DİYET 2

Diyet

ÖMER SEYFETTİN HİKAYESİ

DİYET

 Dizdarbaşı: ‘ Ali usta dükkanı arayacağız ‘ dedi. Koca Ali hayretle baktı;

 Koca Ali: ‘ Niçin ? ‘ dedi.

 Dizdarbaşı: ‘ Bu gece Budak Beyin mandırasında hırsızlık olmuş.’ Dedi.

Ali: ‘ Eee bana ne ? ‘ .

Dizdarbaşı: ‘ Ee bana ne ? ‘ dedi.

 Dizdarbaşı: ‘ Onun için dükkanı arayacağız ‘ dedi.’ Hırsızlıkta çaldıkları bir kuzuyu köprünün altında kesmişler. Meşin keselerin içindeki paraları alıp bir tanesini oraya bırakmışlar.’ Dedi.

 Ali: ‘ bana ne ? ‘ dedi.

 Dizdarbaşı:’ O keseler den biri senin dükkanın önünde bulunduk. Sonra.. Şu eşiğe bak .Kan lekeleri var.’ demiş.

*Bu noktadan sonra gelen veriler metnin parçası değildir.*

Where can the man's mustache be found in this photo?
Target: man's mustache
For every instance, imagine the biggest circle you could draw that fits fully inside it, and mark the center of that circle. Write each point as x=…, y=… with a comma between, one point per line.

 Koca Ali kamaşan gözleriyle ter temiz kapını eşiğine baktı. Hakikaten el kadar kan lekesi sürülmüş…..

…. Koca Ali nin dükkanında kuzu  derilerinden  biri  bulundu.

 ….

 Koca Ali zaten çok söz söyleyemezdi. Subaşının önüne çıkarılınca köprünün üzerinde ne yaptığını anlatamadı. Dizdarların bütün buldukları deliler Alinin aleyhineydi. Budak  beyin yeni sattığı beş yüz koyununda parası da çalınmış. İki kuvvetli  hırsız , bekçi çobanı sımsıkı bağlamışlar. Sonra canını çıkarana kadar dövmüşler, hatta işgence için kolunu da kırmışlar. …. Zaten nereden geldiği nereli olduğu da beli değildi.

 Sol kolunun kesilmesine karar verildi.

 Koca Ali bu kararı duyunca ömründe ilk defa sarardı. Dudaklarını ısırdı….Sendeleyerek ayağa kalktı. Hakime dik bir sesle:

 Koca Ali: ‘ Kolumu bırakın kafamı kesin ‘ diye rica etti. Bu ömrü hayatında ilk ricasıydı. Fakat ihtiyar hakim çok adildi :

Hakim: ‘ hayır oğlum. Sen çobanı öldürseydin o zaman kafan giderdi. Ceza kabahate göredir. Şeriatın kestiği yer acımaz. ‘ dedi.

Koca Alini kolu kafasından çok kıymetliydi. Çeliğe ‘ çifte su’  bu iki kol sayesinde veriyordu. Sınırlarda dövüşen binlerce gazilere çelik kalkanlar kıran, ağır zırhları yırtan, demir tolgaları ikiye biçen tüy gibi hafif kılıçlar yetiştiriyor, yok pahasına , pir aşkına çalışıyordu.

 Onu , ağa kapısında dizdarların odası altına kapadılar. Kolunun keileceği günü burada bekliyor hiç sesini çıkarmıyordu. Çolak kalınca örsünün başında çekiç vuramayacağını düşünüp ölen bir insanın matemini duyuyordu.

 … Bütün şehir halkı , Koca Ali gibi mahir bir ustanın kolunun kesileceğine acıdı. Bu kadar yakışıklı , mert , çalışkan , kuvvetli ,güzel bir adamın ölünceye kadar sakat sürünmesine en duygusuz vicanlar bile dayanamıyordu.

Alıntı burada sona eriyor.